Let me draw one of those cross-sections. This is a cross-section perpendicular to the x-axis—rectangles whose height is ( x ). So this is going to have height ( x ) right over here. The height is ( x ).
Now, what is this? The width I guess we could say of this rectangle? Well, it's going to be the difference between these two functions. It's going to be the upper function minus the lower function, so that right over there is going to be ( -x^2 + 6x - 1 ) and then minus 4, which gives us the lower function.
So that could be simplified as ( -x^2 + 6x - 5 ). If we want to figure out the volume of this little section right over here, we multiply ( x ) times this and then we would multiply that times an infinitesimally small depth ( dx ).
Then we can just integrate from ( x = 1 ) to ( x = 5 ).
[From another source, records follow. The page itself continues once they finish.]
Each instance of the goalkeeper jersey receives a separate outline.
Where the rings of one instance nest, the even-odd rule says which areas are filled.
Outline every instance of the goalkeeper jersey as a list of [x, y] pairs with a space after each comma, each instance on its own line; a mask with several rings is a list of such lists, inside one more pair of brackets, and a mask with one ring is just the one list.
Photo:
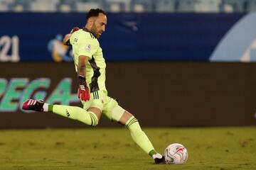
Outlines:
[[72, 34], [70, 41], [74, 54], [76, 72], [78, 72], [78, 57], [85, 55], [89, 57], [89, 62], [86, 64], [86, 82], [89, 85], [90, 92], [100, 89], [106, 90], [106, 63], [97, 39], [92, 33], [80, 29]]

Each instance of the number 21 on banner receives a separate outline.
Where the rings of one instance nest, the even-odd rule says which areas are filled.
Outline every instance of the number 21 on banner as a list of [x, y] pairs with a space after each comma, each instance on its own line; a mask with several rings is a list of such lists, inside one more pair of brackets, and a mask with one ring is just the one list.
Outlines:
[[[9, 55], [9, 51], [10, 55]], [[19, 60], [18, 36], [0, 37], [0, 62], [18, 62]]]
So let's do that. The volume of just this little slice over here is going to be the base, which is ( -x^2 + 6x - 5 ), times the height ( x ), times the depth ( dx ).
What we want to do is sum up all of these, and you could imagine right over here you would have—or like right over here—you would have a cross-section that looks like this ( x ), it's now much larger; the height is ( x ).
So now it looks something like this. I'm just drawing two cross-sections just so you get the idea. So this is any one cross-section for a given ( x ), but now we want to integrate our ( x ) going from ( x = 1 ) to ( x = 5 ); ( x = 1 ) to ( x = 5 ).
And there you have it; we have expressed the volume of that solid as a definite integral. It's worth noting that this definite integral—if you distribute this ( x ), if you multiply it by all of these terms—it's very solvable. You don't need a calculator; you're just going to get a polynomial over here that you have to take the anti-derivative of in order to evaluate the definite integral.